Photodissociation and photoionisation of atoms and molecules of astrophysical interest

A new collection of photodissociation and photoionisation cross sections for 102 atoms and molecules of astrochemical interest has been assembled, along with a brief review of the basic processes involved. These have been used to calculate dissociation and ionisation rates, with uncertainties, in a standard ultraviolet interstellar radiation field (ISRF) and wavelength-dependent radiation fields. The new ISRF rates generally agree within 30% with our previous compilations, with a few notable exceptions.
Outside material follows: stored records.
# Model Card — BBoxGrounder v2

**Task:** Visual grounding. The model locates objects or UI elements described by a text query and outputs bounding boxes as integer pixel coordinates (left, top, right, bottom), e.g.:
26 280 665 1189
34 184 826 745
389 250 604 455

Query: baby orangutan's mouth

The reduction of rates in shielded regions was calculated as a function of dust, molecular and atomic hydrogen, atomic C, and self-shielding column densities. The relative importance of shielding types depends on the species in question and the dust optical properties. The new data are publicly available from the Leiden photodissociation and ionisation database. Sensitivity of rates to variation of temperature and isotope, and cross section uncertainties, are tested. Tests were conducted with an interstellar-cloud chemical model, and find general agreement (within a factor of two) with the previous iteration of the Leiden database for the ISRF, and order-of-magnitude variations assuming various kinds of stellar radiation. The newly parameterised dust-shielding factors makes a factor-of-two difference to many atomic and molecular abundances relative to parameters currently in the UDfA and KIDA astrochemical reaction databases. The newly-calculated cosmic-ray induced photodissociation and ionisation rates differ from current standard values up to a factor of 5. Under high temperature and cosmic-ray-flux conditions the new rates alter the equilibrium abundances of abundant dark cloud abundances by up to a factor of two. The partial cross sections for H2O and NH3 photodissociation forming OH, O, NH2 and NH are also evaluated and lead to radiation-field-dependent branching ratios.